Qui n’a pas entendu une voix, au fond de soi-même, dire dans une forêt où l’on s’est perdu « prends le premier chemin à gauche, c’est le bon » ; ou bien, un soir de grosse déprime, alors que l’on marche dans la rue, entendre la voix dire « ferme les yeux, compte jusqu’à trois et traverse ». Ces voix, autant subjectives qu’imaginaires, peuvent devenir plus intenses et constantes chez certain.e.s : les entendeuses et les entendeurs de voix. C’est là le sujet de Voix, le nouveau spectacle de Gérard Watkins. Pour l’écrire, il s’est appuyé sur la littérature des « Réseaux des entendeurs de voix » nés aux Pays-Bas et il y a une vingtaine d’années, réseaux menés par des psychiatres qui entendent sortir ce phénomène ou cette pathologie du carcan de la schizophrénie et des lourds traitements médicamenteux.

La pièce, basée sur cette documentation, a été construite à partir de séances d’improvisations reproduisant, en le biaisant, le dispositif d’un groupe de paroles. Les entendeurs de voix sont sur le plateau, le psychiatre ou écouteur-questionneur ou auteur est dans la salle, invisible, et sa voix (bien réelle, elle) intervient ici et là (rôle tenu par l’auteur et metteur en scène du spectacle, Gérard Watkins).
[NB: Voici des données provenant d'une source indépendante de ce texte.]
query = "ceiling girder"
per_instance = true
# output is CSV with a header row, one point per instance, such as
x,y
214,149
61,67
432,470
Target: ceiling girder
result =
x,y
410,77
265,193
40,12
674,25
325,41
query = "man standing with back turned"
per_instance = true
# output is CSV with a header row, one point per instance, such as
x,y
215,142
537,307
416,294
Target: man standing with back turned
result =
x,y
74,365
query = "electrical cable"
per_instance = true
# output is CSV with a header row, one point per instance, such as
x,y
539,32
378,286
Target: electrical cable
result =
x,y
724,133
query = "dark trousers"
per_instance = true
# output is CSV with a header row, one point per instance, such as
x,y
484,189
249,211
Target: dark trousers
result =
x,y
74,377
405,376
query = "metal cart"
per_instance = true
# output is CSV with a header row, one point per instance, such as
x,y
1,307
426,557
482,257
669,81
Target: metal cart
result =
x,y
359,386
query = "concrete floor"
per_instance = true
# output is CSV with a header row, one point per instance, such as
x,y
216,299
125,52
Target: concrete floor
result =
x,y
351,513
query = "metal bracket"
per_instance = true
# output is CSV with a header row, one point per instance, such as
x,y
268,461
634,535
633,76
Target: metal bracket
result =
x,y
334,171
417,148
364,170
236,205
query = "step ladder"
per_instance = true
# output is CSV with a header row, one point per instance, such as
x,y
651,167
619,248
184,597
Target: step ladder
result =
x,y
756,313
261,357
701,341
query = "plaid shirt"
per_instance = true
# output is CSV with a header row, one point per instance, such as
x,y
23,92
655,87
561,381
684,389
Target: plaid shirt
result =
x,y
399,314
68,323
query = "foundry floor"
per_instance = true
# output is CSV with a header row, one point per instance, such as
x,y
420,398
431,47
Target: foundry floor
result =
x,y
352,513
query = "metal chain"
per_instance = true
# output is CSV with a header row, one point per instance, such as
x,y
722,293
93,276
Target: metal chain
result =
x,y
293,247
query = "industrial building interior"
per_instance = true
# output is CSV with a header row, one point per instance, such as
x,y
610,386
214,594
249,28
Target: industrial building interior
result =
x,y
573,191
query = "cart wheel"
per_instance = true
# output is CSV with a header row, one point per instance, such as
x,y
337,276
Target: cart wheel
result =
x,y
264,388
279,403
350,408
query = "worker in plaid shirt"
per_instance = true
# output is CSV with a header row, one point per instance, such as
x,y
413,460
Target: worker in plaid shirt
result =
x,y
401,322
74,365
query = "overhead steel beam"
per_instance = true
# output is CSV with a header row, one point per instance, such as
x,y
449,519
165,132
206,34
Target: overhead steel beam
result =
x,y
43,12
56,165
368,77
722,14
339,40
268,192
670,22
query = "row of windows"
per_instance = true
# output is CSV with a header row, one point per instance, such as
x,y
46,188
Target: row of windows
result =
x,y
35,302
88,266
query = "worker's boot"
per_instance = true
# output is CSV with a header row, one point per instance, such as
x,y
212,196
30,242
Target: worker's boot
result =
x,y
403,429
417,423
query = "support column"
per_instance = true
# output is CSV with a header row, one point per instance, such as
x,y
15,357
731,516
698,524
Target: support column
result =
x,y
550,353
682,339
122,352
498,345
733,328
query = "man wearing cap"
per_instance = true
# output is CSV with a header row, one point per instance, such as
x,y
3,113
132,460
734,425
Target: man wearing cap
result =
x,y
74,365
Nous, dans la salle, sommes les spectateurs-voyeurs de ce dispositif fictif, mais aussi les spectateurs d’un spectacle joué dans un ptremier mouvement par Lucie Epicureo, Marie Razafindrakoto et Malo Martin, deux jeunes actrices et un acteur sorti.e. s des écoles nationales, avant que, dans un second mouvement, n’arrive celle que l’on ne présente plus, Valérie Dréville. C’est comme une revue de music-hall de naguère:la première partie présente des artistes en devenir chargés de chauffer la salle avant l’arrivée de la star dans la seconde partie et un final réunissant tout le monde.
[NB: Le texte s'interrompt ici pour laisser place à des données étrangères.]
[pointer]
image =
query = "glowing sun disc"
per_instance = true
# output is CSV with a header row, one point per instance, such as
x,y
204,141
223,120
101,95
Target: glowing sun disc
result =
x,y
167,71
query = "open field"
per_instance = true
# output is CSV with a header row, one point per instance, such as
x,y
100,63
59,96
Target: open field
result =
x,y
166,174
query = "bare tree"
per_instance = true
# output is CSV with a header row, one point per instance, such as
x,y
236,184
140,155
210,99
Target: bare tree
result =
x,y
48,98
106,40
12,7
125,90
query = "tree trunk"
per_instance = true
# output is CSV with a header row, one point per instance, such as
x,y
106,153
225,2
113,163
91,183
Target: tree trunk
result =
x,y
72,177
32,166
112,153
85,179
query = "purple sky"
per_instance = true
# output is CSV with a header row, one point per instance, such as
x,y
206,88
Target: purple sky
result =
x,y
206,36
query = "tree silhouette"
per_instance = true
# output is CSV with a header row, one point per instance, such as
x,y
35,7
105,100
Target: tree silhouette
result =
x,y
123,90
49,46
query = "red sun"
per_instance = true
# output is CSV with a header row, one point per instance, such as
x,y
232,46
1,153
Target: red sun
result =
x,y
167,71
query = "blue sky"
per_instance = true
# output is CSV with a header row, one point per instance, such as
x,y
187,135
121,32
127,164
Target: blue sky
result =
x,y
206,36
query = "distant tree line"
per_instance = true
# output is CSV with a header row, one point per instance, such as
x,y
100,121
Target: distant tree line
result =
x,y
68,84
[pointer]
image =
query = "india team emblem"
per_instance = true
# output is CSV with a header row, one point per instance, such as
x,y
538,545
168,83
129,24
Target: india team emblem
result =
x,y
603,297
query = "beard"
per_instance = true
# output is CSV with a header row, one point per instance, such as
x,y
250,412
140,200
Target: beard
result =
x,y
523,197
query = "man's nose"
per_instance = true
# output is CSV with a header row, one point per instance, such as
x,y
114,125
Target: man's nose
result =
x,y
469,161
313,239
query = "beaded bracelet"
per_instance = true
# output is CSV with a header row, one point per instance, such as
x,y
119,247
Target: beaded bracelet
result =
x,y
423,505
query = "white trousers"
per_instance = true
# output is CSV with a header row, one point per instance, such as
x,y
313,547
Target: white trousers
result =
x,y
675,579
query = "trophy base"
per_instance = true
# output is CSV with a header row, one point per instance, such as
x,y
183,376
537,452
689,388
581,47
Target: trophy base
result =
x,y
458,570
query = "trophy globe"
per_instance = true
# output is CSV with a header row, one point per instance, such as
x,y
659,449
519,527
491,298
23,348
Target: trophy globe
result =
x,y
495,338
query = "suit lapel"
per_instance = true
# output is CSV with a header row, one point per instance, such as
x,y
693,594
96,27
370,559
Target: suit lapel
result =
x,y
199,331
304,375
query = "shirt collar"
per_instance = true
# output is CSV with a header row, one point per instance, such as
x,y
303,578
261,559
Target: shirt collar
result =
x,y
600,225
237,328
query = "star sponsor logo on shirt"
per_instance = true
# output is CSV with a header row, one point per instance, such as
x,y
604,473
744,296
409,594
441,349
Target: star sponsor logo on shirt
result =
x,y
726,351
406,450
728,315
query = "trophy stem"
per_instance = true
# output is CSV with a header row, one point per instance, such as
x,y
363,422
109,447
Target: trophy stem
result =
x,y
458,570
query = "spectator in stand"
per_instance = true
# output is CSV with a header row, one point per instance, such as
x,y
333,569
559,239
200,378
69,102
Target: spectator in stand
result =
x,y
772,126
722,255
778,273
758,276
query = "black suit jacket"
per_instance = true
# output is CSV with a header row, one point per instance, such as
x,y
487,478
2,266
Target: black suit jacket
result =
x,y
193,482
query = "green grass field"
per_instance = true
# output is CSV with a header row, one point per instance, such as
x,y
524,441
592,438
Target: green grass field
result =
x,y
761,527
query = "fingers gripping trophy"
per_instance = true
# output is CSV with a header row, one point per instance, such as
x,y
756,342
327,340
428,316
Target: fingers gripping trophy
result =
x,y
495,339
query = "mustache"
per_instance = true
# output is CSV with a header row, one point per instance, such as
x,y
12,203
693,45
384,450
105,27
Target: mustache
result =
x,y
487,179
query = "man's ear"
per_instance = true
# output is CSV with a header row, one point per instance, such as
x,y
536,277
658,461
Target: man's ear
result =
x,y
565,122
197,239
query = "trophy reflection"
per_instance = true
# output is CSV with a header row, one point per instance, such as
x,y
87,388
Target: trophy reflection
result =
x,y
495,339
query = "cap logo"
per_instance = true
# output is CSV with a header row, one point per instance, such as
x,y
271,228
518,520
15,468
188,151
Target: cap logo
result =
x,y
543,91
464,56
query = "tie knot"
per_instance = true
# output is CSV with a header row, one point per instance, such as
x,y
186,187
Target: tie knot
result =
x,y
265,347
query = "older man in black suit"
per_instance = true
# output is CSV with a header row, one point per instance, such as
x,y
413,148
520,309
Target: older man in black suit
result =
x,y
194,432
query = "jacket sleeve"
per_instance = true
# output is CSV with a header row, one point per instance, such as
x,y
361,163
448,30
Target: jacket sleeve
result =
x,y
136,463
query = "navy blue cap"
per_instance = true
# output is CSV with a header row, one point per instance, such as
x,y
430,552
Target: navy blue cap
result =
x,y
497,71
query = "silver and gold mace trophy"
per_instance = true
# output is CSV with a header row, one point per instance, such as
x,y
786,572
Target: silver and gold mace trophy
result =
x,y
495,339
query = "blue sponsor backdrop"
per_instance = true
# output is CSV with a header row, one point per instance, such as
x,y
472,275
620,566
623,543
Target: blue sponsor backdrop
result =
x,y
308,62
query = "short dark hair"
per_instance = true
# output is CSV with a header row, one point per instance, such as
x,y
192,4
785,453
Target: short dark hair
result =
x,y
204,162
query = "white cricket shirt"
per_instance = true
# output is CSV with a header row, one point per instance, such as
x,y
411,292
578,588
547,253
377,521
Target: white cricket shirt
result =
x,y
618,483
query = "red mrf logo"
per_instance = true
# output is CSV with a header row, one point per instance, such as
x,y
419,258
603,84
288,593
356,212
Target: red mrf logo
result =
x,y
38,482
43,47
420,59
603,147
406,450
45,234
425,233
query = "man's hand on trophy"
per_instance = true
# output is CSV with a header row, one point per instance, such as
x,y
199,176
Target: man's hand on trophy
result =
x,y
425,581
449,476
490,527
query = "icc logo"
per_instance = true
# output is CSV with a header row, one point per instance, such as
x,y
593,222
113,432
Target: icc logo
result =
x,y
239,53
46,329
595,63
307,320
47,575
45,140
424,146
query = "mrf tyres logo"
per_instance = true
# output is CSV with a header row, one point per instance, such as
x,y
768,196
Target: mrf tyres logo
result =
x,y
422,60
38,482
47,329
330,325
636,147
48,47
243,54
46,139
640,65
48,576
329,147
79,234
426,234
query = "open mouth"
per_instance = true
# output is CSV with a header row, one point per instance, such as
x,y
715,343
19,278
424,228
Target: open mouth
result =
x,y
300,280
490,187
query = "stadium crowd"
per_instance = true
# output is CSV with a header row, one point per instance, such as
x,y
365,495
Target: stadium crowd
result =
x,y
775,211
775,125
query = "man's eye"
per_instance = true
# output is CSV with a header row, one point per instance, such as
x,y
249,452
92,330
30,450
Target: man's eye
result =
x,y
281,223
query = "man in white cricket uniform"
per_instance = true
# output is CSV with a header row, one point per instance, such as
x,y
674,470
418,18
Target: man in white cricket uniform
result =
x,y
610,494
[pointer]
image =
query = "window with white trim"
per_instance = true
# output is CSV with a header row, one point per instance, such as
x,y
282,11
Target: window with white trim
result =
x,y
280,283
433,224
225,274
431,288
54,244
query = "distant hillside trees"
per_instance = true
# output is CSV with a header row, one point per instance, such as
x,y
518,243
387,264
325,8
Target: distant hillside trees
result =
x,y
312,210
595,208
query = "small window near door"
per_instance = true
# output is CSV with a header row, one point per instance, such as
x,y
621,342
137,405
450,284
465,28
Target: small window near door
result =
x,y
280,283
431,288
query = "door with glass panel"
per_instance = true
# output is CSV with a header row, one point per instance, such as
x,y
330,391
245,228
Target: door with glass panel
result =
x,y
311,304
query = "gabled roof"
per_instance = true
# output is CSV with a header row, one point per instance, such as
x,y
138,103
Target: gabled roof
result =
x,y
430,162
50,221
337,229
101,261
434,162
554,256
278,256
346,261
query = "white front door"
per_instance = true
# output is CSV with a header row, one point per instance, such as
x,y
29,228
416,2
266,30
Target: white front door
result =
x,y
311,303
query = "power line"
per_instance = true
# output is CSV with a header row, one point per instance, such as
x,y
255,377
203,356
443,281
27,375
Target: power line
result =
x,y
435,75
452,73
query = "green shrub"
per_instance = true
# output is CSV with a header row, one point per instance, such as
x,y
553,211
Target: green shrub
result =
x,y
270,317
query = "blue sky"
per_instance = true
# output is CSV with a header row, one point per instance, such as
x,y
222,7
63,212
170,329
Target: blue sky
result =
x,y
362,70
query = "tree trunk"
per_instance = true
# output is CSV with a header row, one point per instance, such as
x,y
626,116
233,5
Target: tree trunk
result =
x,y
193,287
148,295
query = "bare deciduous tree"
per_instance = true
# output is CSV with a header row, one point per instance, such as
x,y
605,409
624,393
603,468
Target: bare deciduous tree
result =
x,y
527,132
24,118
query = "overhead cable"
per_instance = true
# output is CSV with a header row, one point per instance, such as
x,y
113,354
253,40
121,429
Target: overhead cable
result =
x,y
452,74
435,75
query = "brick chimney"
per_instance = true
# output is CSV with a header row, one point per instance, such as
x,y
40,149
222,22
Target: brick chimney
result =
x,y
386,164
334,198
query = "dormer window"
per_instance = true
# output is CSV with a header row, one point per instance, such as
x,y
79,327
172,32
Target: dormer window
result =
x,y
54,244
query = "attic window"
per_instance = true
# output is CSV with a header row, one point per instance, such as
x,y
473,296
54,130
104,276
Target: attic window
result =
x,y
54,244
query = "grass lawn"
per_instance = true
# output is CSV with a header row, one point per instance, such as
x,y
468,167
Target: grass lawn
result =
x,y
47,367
.C’est ainsi qu’ à travers leur personnage, Lucie, Malo et Marie puis,plus longuement, Valérie, racontent comment cette voix qu’ils entendent -chacun la sienne- les perturbent, les oblige à effectuer des actes, etc. Une dépossession de soi. Manon vit à demeure dans une institution médicale, la voix qu’elle entend est plutôt bienveillante ; Eloïse entend deux voix, l’une d’un homme plaintif, l’autre d’une femme qui attire le malheur, Clément lui est l’esclave d’une voix mauvaise qui lui intime de faire du mal. Trois histoires qui nous facilitent l’entrée dans la voix entendue par Dréville, plus développée, comme un chemin d'embûches et de bifurcations. L’actrice qui se souvient de ses années Vitez autant que de ses années Vassiliev est passée maître pour dire l’incertain, l’improbable, la poésie des bords extrêmes, tenant en main un prospectus qui longtemps ne la quitte pas, se livrant à des jetées de bras, des changements vifs du visage. Son phrasé timbré lance les paroles comme des bouées, nous prenant comme par la main, l’actrice nous entraîne avec elle dans ce monde comme parallèle.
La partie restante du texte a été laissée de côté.